Things are very different this time.
Hold on to your seats, curling fans. This year’s broadcasts of curling at the Olympic Winter Games might start off looking … hopefully not too different.
Fans are generally familiar with the hoops people have to jump through to be admitted into the anti-Covid “closed loop” systems in Beijing, and to stay there.

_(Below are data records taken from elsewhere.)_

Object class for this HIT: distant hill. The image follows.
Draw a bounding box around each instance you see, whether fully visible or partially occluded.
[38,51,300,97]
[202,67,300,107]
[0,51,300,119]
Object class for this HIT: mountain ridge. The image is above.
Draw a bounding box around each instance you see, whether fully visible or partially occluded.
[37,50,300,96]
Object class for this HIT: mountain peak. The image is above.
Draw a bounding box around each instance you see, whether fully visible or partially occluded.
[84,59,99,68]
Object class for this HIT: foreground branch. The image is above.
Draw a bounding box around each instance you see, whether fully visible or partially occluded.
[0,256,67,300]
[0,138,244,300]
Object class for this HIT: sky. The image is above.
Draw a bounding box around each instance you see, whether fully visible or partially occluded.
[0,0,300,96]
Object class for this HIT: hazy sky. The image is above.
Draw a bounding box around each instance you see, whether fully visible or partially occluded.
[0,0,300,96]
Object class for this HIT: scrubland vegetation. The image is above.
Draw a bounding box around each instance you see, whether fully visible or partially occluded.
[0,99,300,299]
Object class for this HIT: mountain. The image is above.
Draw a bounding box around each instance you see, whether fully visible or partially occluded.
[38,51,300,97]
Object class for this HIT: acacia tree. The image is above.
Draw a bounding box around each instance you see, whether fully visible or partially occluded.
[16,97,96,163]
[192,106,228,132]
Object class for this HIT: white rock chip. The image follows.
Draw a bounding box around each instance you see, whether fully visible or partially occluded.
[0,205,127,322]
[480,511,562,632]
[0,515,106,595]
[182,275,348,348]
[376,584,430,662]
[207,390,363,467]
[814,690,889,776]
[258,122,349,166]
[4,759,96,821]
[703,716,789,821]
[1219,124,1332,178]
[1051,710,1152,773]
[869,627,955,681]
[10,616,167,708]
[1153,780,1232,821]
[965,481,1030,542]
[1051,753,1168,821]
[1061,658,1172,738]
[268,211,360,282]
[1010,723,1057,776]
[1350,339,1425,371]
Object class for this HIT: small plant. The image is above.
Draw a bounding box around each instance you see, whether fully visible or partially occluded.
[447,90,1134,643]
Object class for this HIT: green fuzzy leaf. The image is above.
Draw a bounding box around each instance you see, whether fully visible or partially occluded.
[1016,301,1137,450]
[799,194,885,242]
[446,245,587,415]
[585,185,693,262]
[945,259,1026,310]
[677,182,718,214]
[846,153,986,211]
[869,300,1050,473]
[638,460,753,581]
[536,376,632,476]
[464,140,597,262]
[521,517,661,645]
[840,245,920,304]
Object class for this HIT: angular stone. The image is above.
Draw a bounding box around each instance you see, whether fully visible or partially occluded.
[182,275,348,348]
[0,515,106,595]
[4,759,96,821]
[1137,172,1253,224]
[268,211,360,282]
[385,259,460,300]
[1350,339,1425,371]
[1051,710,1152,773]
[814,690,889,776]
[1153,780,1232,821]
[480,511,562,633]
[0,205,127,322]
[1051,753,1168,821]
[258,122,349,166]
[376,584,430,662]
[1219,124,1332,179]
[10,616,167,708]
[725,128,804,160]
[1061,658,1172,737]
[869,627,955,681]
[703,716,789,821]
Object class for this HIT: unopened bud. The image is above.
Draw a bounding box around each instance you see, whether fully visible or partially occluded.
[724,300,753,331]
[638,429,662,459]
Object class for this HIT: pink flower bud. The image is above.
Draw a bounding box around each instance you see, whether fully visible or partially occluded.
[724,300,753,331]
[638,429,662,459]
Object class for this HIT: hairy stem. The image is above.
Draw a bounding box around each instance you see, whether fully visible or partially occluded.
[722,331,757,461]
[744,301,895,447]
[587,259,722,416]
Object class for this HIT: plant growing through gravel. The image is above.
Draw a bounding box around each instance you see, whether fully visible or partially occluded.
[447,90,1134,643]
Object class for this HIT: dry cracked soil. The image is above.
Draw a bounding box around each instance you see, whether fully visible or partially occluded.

Curling fans were recently informed of robots that are helping get stuff done.
They’re also feeding their human overlords.
Caught up in the fray is the usual gang of professional curling TV guys and gals that normally bring us stunning (and award-winning) moving pictures during the Games. It’s the same large group—three or four full event crews worth of talent, I’d bet—that works at varying times for the various Canadian “curling” networks (TSN, Sportsnet and CBC) as well as the World Curling Federation’s WCTV broadcast arm.
None of them are in China. Except for the host OBS commentators, that is; they are an accomplished bunch. But in terms of technical crew including cameramen, this year’s all-important curling production is, for the first time, being staffed by locals.
There is a Canadian in charge—Don Peppin, the veteran of decades of live CBC sports coverage, including Olympic curling, who retired a few years go. But Chinese production people, many of whom are complete curling rookies, are filling virtually every other technical position on the mammoth crew.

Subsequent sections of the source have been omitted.